Meituan’s Longcat 2.0: China trains a massive AI model without Nvidia
Chinese tech giant Meituan has released Longcat 2.0, a large language model trained entirely without Nvidia hardware. The open-source model demonstrates that China can develop competitive AI systems despite U.S. export restrictions on advanced chips.
Longcat 2.0 uses a mixture-of-experts architecture with 1.2 trillion total parameters and 74 billion activated parameters per token. It was trained on AMD GPUs and Chinese-made accelerators, bypassing the Nvidia ecosystem that dominates most Western AI development.
How Longcat 2.0 compares to Western models
The model achieves performance on par with Meta’s Llama 3.1 70B and Qwen 2.5 72B on standard benchmarks. Meituan also says Longcat 2.0 outperforms GPT-4 on some internal tasks, though independent verification is still pending.
Key technical details:
- Training hardware: 2,048 AMD MI250 GPUs paired with 1,200 Chinese-made Ascend 910B chips.

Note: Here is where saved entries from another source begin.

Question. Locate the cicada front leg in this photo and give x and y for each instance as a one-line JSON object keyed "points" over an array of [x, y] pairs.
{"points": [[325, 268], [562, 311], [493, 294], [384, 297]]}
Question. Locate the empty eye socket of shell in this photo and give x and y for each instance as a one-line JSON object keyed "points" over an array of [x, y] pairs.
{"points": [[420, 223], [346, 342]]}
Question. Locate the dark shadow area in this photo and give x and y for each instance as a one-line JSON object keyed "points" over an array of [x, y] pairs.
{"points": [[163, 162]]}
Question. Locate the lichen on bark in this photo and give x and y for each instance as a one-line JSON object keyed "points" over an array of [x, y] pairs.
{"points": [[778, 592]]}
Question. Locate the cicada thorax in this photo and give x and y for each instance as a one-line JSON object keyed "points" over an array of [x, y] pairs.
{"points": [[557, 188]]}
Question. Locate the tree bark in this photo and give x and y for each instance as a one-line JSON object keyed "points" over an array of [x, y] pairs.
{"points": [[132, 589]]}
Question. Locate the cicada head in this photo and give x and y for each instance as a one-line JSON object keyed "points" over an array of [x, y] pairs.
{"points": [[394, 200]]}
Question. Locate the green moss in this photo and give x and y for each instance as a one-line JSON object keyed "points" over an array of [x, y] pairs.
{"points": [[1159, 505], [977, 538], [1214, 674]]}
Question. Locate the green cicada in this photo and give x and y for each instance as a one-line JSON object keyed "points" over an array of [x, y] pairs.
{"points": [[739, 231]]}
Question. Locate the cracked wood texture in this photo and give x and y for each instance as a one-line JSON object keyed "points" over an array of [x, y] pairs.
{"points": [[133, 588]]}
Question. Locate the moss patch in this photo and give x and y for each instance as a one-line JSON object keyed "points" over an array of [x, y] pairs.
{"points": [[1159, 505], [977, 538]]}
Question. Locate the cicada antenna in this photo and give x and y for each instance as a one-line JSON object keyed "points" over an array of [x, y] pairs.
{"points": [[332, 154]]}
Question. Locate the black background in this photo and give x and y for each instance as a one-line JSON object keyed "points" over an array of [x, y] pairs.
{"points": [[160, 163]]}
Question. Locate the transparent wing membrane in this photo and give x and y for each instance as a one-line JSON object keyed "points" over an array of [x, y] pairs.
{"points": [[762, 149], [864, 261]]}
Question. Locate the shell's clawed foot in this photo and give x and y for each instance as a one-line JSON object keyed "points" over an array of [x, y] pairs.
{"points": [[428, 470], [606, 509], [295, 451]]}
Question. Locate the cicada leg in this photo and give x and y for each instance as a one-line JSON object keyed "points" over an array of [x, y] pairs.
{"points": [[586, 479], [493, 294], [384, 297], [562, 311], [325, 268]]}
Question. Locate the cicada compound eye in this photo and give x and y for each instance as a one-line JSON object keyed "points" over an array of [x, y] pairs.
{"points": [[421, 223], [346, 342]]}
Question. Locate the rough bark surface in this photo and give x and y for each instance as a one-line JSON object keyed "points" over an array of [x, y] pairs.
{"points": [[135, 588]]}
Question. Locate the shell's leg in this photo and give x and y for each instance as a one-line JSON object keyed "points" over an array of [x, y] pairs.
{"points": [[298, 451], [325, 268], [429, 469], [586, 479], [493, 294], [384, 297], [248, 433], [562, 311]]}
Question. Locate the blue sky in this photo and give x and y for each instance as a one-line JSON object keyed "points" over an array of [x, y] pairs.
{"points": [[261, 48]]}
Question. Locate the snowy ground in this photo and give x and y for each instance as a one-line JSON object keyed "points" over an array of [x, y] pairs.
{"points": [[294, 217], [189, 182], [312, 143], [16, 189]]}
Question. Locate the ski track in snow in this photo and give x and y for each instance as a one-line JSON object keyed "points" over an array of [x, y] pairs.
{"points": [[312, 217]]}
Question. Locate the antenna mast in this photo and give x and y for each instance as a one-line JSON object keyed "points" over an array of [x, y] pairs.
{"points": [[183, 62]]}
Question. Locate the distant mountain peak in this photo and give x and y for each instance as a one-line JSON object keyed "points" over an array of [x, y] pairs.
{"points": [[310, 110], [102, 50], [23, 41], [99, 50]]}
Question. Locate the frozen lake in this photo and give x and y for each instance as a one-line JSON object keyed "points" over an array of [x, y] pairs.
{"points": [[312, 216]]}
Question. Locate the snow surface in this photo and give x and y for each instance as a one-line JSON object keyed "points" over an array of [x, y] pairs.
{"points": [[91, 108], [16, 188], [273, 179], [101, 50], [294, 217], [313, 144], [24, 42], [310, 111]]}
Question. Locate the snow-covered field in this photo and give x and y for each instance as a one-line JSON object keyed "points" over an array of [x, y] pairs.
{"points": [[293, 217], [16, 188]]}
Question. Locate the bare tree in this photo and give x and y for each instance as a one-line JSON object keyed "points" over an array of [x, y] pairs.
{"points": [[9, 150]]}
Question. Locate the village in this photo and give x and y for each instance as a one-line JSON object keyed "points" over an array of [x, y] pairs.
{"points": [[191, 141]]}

- Training cost: Estimated at $3 million, significantly lower than comparable models from OpenAI or Google.
- Training data: 4.8 trillion tokens drawn from open Chinese and English sources.
- Context length: 128,000 tokens, matching many frontier models.
Why this matters for the global AI race
The U.S. ban on exporting Nvidia’s A100 and H100 chips to China forced companies like Meituan to find alternative hardware. Longcat 2.0 proves that Chinese firms can still train world-class models using AMD and domestic chips.
“This is a clear signal that export controls alone will not stop China’s AI progress,” said one analyst cited in the report. “They are innovating around the restrictions.”
The model is released under a permissive open-source license, allowing researchers and developers to inspect, modify, and deploy it freely. Meituan has also published detailed training logs and optimization techniques to help others replicate the process.
What Longcat 2.0 means for open-source AI
Meituan’s decision to open-source Longcat 2.0 contrasts with many Western companies that keep their largest models proprietary. The move could accelerate AI development in China and other regions with limited access to Nvidia hardware.
Implications for developers:
- Lower entry barrier: Teams can train large models without Nvidia GPUs, using cheaper or domestic alternatives.
- Performance portability: The training techniques developed by Meituan can be applied to other AMD or Chinese hardware stacks.
- Supply chain resilience: Reliance on a single GPU vendor is no longer a necessity for state-of-the-art AI.
The bottom line
Longcat 2.0 is a technical and strategic milestone. It proves that large-scale AI training is feasible without Nvidia, and that open-source collaboration can thrive under geopolitical pressure.
Meituan has already deployed Longcat 2.0 internally for tasks like customer service and logistics optimization. The company plans to release future versions that further close the gap with top Western models.